Photovoltaik-Anlage ergänzen

Kindergartenreferent Robert Plank (CSU/PW) plädierte für ein Dach als Laub- und Sonnenschutz. Josef Staudt (SPD/ÜWG) regte an, bei einer Standzeit von zehn bis 15 Jahren auch über eine Photovoltaik-Anlage nachzudenken. Das für die Pavillons geplante Pultdach aus Falzblechen sei dafür bestens geeignet.

Hinterlüftete Fassade wäre auch Wärmedämmung

Der Bürgermeister versprach, die Verwaltung werde prüfen, ob dafür die statischen Voraussetzungen gegeben seien. Engelbert Wolf (CSU/PW) fragte nach, ob eine Fassade für die Statik des Daches erforderlich sei. Das verneinte Inninger. Allerdings machte er darauf aufmerksam, dass eine hinterlüftete Fassade zugleich wie eine zusätzliche Wärmedämmung funktioniere. Wolf plädierte dafür, auf eine Fassadenverkleidung zu verzichten, um Beschädigungen der Container zu vermeiden.
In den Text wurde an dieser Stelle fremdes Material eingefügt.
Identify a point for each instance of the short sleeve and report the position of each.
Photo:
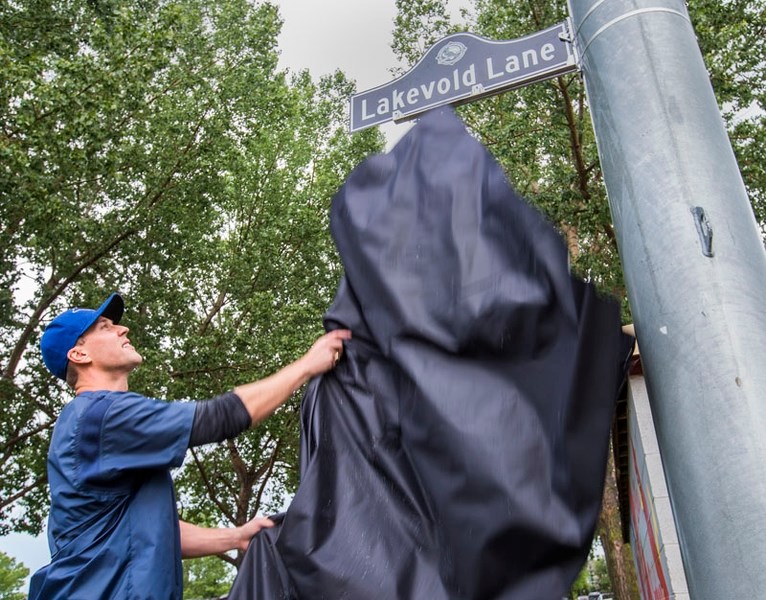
(126, 432)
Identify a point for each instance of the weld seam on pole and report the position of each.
(628, 15)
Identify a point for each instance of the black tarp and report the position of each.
(459, 448)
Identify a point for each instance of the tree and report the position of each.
(153, 147)
(12, 578)
(543, 137)
(206, 578)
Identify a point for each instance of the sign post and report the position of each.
(695, 269)
(692, 253)
(462, 68)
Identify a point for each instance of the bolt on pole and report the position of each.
(695, 269)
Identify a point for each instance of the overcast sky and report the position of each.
(322, 36)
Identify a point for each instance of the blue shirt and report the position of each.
(113, 527)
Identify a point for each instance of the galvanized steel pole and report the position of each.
(695, 268)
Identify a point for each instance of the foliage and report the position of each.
(153, 147)
(206, 578)
(593, 576)
(542, 135)
(12, 578)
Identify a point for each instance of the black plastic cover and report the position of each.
(459, 448)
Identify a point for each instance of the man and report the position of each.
(113, 528)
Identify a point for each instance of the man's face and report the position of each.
(109, 348)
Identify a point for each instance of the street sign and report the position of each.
(463, 67)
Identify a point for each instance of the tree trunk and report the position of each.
(619, 558)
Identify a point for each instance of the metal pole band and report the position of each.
(628, 15)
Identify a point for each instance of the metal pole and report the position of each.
(695, 269)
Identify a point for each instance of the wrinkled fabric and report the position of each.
(113, 526)
(458, 450)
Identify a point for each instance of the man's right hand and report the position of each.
(325, 353)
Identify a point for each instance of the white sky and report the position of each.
(322, 36)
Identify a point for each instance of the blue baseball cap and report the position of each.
(61, 334)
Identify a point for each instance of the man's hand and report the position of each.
(324, 353)
(249, 529)
(202, 541)
(263, 397)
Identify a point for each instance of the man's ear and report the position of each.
(78, 355)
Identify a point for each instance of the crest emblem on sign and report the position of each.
(450, 53)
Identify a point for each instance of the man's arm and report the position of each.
(263, 397)
(202, 541)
Dach kostet etwa 264 000 Euro

Mit der Mehrheit der CSU/PW-Räte (13:8) wurde der Beschluss gefasst, dass die Pavillons lediglich mit einem Dach versehen werden. Die Kosten für das Pultdach und die seitlichen Verkleidungen zum Verschluss der Hohlräume werden auf etwa 264 000 Euro geschätzt. Die Ersparnis durch den Wegfall der hinterlüfteten Fassade beläuft sich auf circa 56 000 Euro.

Bauarbeiten im Sommer

Mehrheitlich – ebenfalls mit 13:8 – wurde die Verwaltung beauftragt, zu prüfen, ob eine Photovoltaikanlage auf das Dach kommen kann. Die Bauarbeiten sollen in den Sommermonaten stattfinden – während der Schließzeit der Kindereinrichtung.